Users of the ARCHIVE or NDB storage engines in MySQL may be aware of a MySQL feature known as “table discovery”. For ARCHIVE, you can copy the archive data file around between servers and it magically works (you don’t need to copy the FRM). For MySQL Cluster (NDB) it works so that when you CREATE TABLE on another MySQL server, other MySQL servers can get the FRM for these tables from the cluster.
With my work to replace the FRM with a protobuf structure in Drizzle and clean up parts of the API around it, this feature didn’t really survive in any working state.
Instead, I’m now doing things closer to the right way: pluggable metadata stores. The idea being that the whole “table proto on disk” (in MySQL it’s the FRM, but in Drizzle we’re now using a protobuf structure) code is pluggable and could be replaced by an implementation specific to an engine (e.g. the innodb or ndb data dictionaries) or a different gerenic one.
Currently, the default plugin is the same way we’ve been doing it forever: file-per-table on disk in a directory that’s the database. The API has a nasty bit now (mmmm… table name encoding), but that’ll be fixed in the future.

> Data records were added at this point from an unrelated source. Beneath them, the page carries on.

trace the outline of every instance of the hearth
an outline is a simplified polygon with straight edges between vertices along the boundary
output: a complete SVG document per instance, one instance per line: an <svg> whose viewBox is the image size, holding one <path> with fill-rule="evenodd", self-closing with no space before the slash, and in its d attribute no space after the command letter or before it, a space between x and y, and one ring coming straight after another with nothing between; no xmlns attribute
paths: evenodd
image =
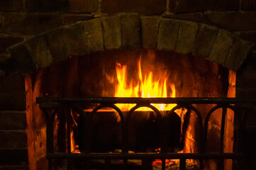
<svg viewBox="0 0 256 170"><path fill-rule="evenodd" d="M184 169L189 162L193 162L191 165L195 166L192 167L201 169L204 167L214 169L217 166L219 169L223 167L230 169L232 164L236 167L242 158L238 149L242 137L236 134L243 126L240 114L233 110L242 109L254 101L233 98L235 71L252 46L238 35L214 26L158 16L122 13L65 26L12 47L10 52L13 64L26 76L31 167L48 168L46 155L50 166L55 169L94 168L93 159L104 159L106 164L99 169L106 166L108 169L113 165L111 159L123 160L121 167L130 167L130 159L140 159L141 162L135 164L144 169L159 166L164 169L165 166L168 168L170 164L180 164L180 169ZM137 63L140 55L142 62L150 60L148 55L155 53L157 56L155 61L163 62L143 66L142 70L155 65L159 74L168 71L167 79L173 80L167 84L168 95L150 96L149 99L140 96L116 96L113 82L117 80L109 76L116 72L115 67L123 69L127 65L128 70L133 72L137 66L129 66L130 63ZM102 67L103 69L99 69ZM170 86L172 83L175 85L174 96L169 96L169 91L174 92ZM132 84L136 83L133 81ZM106 98L109 96L116 98ZM227 96L232 98L223 98ZM35 102L36 98L40 108ZM147 128L140 132L144 135L143 140L138 138L142 135L131 132L128 128L130 125L126 121L132 112L129 113L130 108L123 110L113 105L127 102L153 109L154 111L145 114L145 125L151 127L150 131L155 130L154 135L150 136L152 134L147 132ZM155 110L150 104L158 102L177 105L184 112L180 115L179 111L174 112L175 109L158 111L157 107ZM95 107L106 106L106 104L121 110L120 114L113 110L99 110L99 115L96 116L103 127L107 121L100 119L101 114L109 114L107 116L109 120L114 118L111 125L116 125L118 130L112 134L94 128L93 130L96 132L93 132L86 123L87 120L91 122L91 115L94 114L91 110ZM214 109L217 110L213 111ZM144 114L141 110L135 112L137 115ZM211 112L214 113L208 120ZM55 114L55 117L50 118ZM129 123L137 120L133 118L134 115L131 114ZM167 115L168 118L172 115L177 119L173 127L168 118L165 122L170 128L177 130L172 135L169 132L172 131L162 129L165 123L160 123L159 120L163 121L162 119L167 118ZM143 118L141 120L144 121ZM145 125L138 124L141 127ZM95 122L91 125L94 126L98 126ZM224 130L224 127L228 130ZM105 137L104 142L101 142L95 138L95 133L101 133ZM162 135L165 133L168 134ZM92 134L91 138L88 134ZM88 135L91 140L85 138ZM118 137L115 140L108 140L113 136ZM128 140L123 140L126 137ZM154 138L154 141L144 146L143 142L149 138ZM233 149L233 146L238 149ZM223 161L224 158L233 161ZM172 160L175 159L180 160ZM77 160L83 162L82 165L76 166ZM99 162L96 163L99 164Z"/></svg>
<svg viewBox="0 0 256 170"><path fill-rule="evenodd" d="M50 168L101 169L115 167L116 163L109 162L117 159L123 160L117 164L119 168L133 169L135 165L137 169L172 169L169 162L179 159L175 162L181 169L185 169L186 164L195 169L212 166L223 169L232 162L208 159L216 158L211 157L212 152L221 157L224 150L233 151L227 145L233 144L233 141L228 142L233 138L235 108L230 104L236 101L223 98L228 94L228 72L204 58L144 50L72 57L39 70L31 81L33 96L43 96L37 98L37 103L45 112L41 118L46 116L47 120ZM157 84L162 84L157 86L157 92L166 92L153 98L143 96L147 81L153 84L149 92ZM125 84L123 89L118 86L121 83ZM128 93L129 89L133 91ZM137 94L126 96L136 90ZM126 94L116 94L118 91ZM184 96L187 98L181 98ZM128 103L133 105L121 105ZM35 106L31 106L34 110L38 109ZM224 133L224 128L229 126L231 131ZM208 154L208 159L202 159ZM228 155L222 158L234 157ZM105 163L99 164L99 159ZM186 164L187 160L189 163Z"/></svg>
<svg viewBox="0 0 256 170"><path fill-rule="evenodd" d="M255 101L252 100L246 100L246 99L238 99L238 98L37 98L37 103L40 103L40 107L41 109L45 110L45 115L47 116L47 157L50 161L50 166L52 166L52 160L66 160L65 165L67 169L74 169L76 166L74 165L74 163L77 162L79 160L79 162L84 162L85 164L83 164L83 166L79 168L82 169L90 169L90 168L95 169L95 167L90 167L90 161L94 159L104 159L105 166L96 169L102 169L106 167L108 167L106 169L112 169L111 164L111 159L121 159L123 161L123 167L124 169L130 169L130 167L133 167L128 160L130 159L140 159L142 163L140 163L140 169L156 169L155 163L152 165L152 160L154 159L161 159L162 162L162 169L165 169L168 168L168 164L167 164L167 167L165 167L166 161L169 159L179 159L179 169L203 169L205 166L204 161L208 159L218 159L218 169L223 169L224 168L224 160L225 159L233 159L238 161L238 164L236 165L237 168L238 166L241 166L240 162L243 159L243 154L240 150L240 142L243 142L243 125L241 121L241 115L236 114L238 124L238 130L236 133L238 134L237 141L236 141L236 152L235 153L224 153L223 152L223 142L224 142L224 130L226 128L226 117L227 114L227 109L230 109L233 111L235 109L240 110L245 109L245 108L241 107L241 104L245 103L255 103ZM89 116L87 116L84 112L83 108L79 106L79 103L100 103L99 106L96 107ZM114 103L136 103L136 106L133 108L128 113L128 114L125 117L123 112L116 107ZM172 110L169 112L166 118L162 118L161 113L156 108L152 106L150 103L177 103L177 106L175 106ZM212 108L211 110L206 115L204 123L203 125L203 119L201 114L199 110L192 105L193 104L216 104L216 106ZM234 106L233 104L235 104L236 106ZM73 120L71 117L70 113L66 112L66 129L65 132L66 133L67 141L66 148L62 152L55 152L54 146L54 122L56 120L55 117L56 115L63 113L60 113L60 109L62 108L69 108L69 110L73 110L76 112L82 118L82 121L84 121L84 134L82 134L82 137L84 137L84 147L82 149L80 149L80 152L72 152L71 147L71 122ZM96 153L94 152L92 150L92 144L91 144L91 132L93 130L91 121L93 120L93 115L95 115L96 111L101 108L112 108L116 110L121 118L121 144L120 148L121 152L120 153L115 152L104 152ZM159 125L159 132L160 138L160 146L161 150L159 153L150 152L128 152L129 144L128 144L128 122L130 114L138 113L134 113L134 110L139 107L149 107L152 108L157 115L157 120L158 121ZM187 114L191 113L192 111L196 114L196 118L198 119L199 123L199 131L196 132L199 135L199 144L198 144L198 151L195 153L174 153L170 152L168 151L168 143L167 142L167 137L168 136L169 129L167 128L169 125L169 122L168 121L168 117L172 116L172 114L174 113L174 110L179 108L186 108L187 109ZM208 130L206 130L208 128L208 120L211 115L217 109L222 109L222 119L221 119L221 136L218 142L220 142L220 147L218 152L208 152L206 150L207 144L207 135ZM49 109L53 109L54 112L52 114L49 114ZM186 124L187 123L184 123ZM184 128L183 128L184 130ZM196 160L194 163L195 166L193 166L193 169L189 169L189 167L186 168L186 159L193 159ZM62 162L62 164L63 163ZM149 164L150 162L150 164ZM138 164L137 166L139 166L140 164ZM61 164L63 166L63 164ZM93 164L91 164L93 166ZM99 166L99 165L98 165ZM190 165L191 166L191 165ZM130 167L130 169L129 169ZM120 166L119 166L120 168ZM134 168L134 167L133 167ZM155 169L154 169L155 168ZM133 169L133 168L131 169ZM172 167L170 169L172 169Z"/></svg>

The rest of this week will be dedicated to plugging this into all the bits in the server that manipulate the files manually.
With luck, I’ll have modified the ARCHIVE engine by then too so that there’ll just be the archive data file on disk with the table metadata stored in it.
YES.
This will make my wormhole engine a lot less tricky. I provide the table structure from a scripting language. In MySQL you have to take the internal table structure, write it to disk and let the discover-handler read the FRM back again, just because that’s how it is exposed. Ugliness.